Some 75,000 people participated in the clinical trials, which showed the vaccines to be safe and effective.

Pfizer and Moderna have applied for full approval (Johnson & Johnson is expected to follow), but that may take months, even under priority review, and the vaccines will be the same as those given now; the FDA will just be reviewing more trial and real-world data on effectiveness and safety. Meanwhile, the virus will continue to find unvaccinated bodies to infect, and the possibility of even more infectious and deadly variants will rise.

But sure, keep maintaining that it's better to remain unvaccinated and unmasked and further risk your health and that of others.

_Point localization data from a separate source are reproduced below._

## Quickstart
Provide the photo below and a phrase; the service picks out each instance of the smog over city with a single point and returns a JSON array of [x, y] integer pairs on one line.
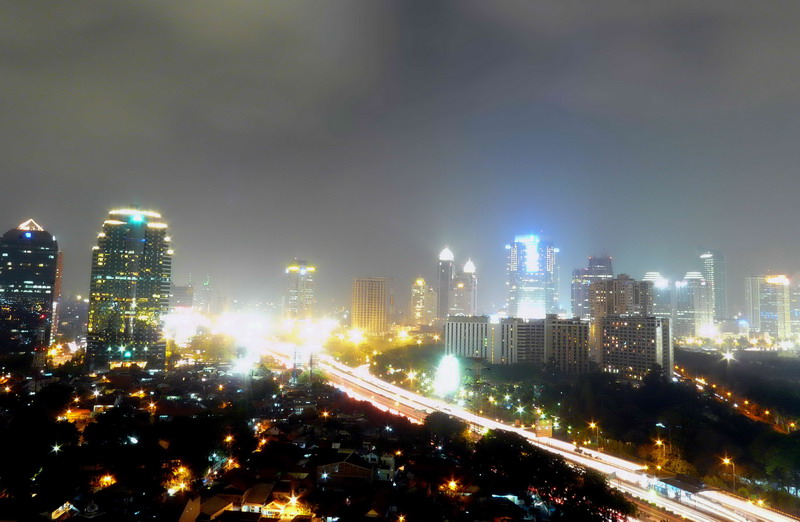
[[399, 260]]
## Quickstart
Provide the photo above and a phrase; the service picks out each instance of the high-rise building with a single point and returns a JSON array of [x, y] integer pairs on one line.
[[478, 338], [370, 309], [444, 282], [532, 285], [769, 305], [619, 296], [694, 315], [464, 292], [712, 266], [632, 345], [129, 291], [549, 341], [299, 301], [662, 295], [30, 287], [563, 343], [598, 269], [423, 303]]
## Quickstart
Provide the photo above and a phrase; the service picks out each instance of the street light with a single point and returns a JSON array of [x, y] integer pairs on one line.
[[728, 462], [593, 425]]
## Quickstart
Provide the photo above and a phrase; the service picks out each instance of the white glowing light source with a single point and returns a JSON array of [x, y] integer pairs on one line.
[[448, 376]]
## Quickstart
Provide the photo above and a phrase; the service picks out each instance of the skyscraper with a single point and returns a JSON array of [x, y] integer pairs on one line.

That whole rights-come-with-responsibilities thing, that's just bunk.

Though not as much bunk as the idea that ferromagnetic metals are being injected with the vaccine, enough to make your arm magnetic (it would take an awful lot of metal for that to happen). The only reason a magnet stuck to my arm for a fraction of a second was sweat. That sort of thing happens in summer.

Did I mention I don't really like summer?